How to choose the proper maximum value for Damerau-Levenshtein distance?

1.7k views Asked by At

I am using the Damerau-Levenshtein code available from here in my similarity measurements. The problem is that when I apply the Damerau-Levenshtein on two strings such as cat sat on a mat and dog sat mat, I am getting edit distance as 8. This similarity results can get any number regarding insertion, deletion or substitution like any range from 0, 1, 2, ... . Now I am wondering if there is any way that we can assume or find a maximum of this distance (similarity) and converted between 0 and 1 or how can we set the max value that at least I can say: distance =1 - similarity.
The reason for this post is that I am setting a threshold for a few distance metrics like cosine, Levenstein and damerau levenstein and outputs of all should be betweeb zero and 1.

2

There are 2 answers

0
DSBLR On

Levenshtein Distance score = number of insertion + number of deletion + number of substitution.

So the maximum value is 3 X(multiplied) the maximum length string in your data set.

0
pjmaracs On

The difficult thing is that the upper bound of Damerau-Levenshtein is infinite (given infinitely long words), but we can't practically make infinite strings.

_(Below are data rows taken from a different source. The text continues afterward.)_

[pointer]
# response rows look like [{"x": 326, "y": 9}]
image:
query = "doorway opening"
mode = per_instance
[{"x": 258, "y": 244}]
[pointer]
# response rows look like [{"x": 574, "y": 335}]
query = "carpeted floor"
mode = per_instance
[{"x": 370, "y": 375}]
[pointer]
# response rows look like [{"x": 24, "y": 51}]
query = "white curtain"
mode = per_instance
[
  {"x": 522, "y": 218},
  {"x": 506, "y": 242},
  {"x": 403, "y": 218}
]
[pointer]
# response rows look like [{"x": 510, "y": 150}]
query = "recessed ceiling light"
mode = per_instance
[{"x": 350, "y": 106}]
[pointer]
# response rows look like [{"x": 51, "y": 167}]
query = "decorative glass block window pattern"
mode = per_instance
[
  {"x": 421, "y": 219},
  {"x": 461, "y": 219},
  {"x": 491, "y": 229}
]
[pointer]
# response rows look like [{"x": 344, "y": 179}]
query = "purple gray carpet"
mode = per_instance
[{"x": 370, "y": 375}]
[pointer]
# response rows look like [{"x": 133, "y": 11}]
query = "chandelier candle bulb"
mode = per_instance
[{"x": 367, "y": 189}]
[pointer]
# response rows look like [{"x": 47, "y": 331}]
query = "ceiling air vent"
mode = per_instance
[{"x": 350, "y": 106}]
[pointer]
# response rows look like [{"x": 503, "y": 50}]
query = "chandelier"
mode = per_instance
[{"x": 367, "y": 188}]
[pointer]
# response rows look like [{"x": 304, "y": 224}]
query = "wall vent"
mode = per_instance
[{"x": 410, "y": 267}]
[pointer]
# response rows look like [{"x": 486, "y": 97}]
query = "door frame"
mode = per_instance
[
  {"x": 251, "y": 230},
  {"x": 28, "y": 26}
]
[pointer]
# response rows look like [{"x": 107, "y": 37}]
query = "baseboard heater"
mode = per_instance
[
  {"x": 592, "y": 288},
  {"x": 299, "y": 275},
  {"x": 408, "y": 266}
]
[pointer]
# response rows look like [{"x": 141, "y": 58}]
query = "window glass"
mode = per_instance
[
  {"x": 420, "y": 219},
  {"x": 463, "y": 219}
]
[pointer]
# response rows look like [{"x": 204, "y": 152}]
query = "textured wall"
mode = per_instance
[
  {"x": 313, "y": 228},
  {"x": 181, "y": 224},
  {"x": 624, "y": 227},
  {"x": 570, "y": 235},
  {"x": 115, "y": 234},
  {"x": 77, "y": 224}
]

If you wanted to be safe, you can use something that maps the range 0-> max length of a string onto the range 0->1. The max length of a string depends on the amount of memory you have (assuming 64 bit), so I'd recommend doing...not this. Source

Practically, you can also just check all of the strings you are about to compare and choose the length of the longest string in that list as the max value. Another solution is to compute all of the scores beforehand and apply the conversion factor after you know the max score. Some code that could do that:

def adjustScore(lists, maxNum):
    scaleFactor = 1/maxNum
    return [x * scaleFactor for x in lists]

testWords = ["test1", "testing2", "you", "must", "construct", "additional", "plyometrics"]
testScores = []
for i in range(len(testWords)-1):
    testScores.append(damerau_levenshtein_distance(testWords[i], testWords[i+1]))

#method 1: just check the biggest score you got to obtain the max
max1 = max(testScores)
result = adjustScore(testScores, max1)

#method 2: if you need the adjusted score first, pick the longest string's length as max
lens = map(len, testWords)
max2 = max(lens)
result2 = adjustScore(testScores, max2)

These happen to give identical answers because most of the words are very different from each other but either of these approaches should work for most cases.
Long story short, the max distance between two strings is the length of the longer string.

Notes: if this maps in the wrong direction (i.e. high scores are showing low and vice versa, just add "1-" between the open bracket and x in adjustscore)
Also, if you want it to map do a different range, replace the 1 with a different max value.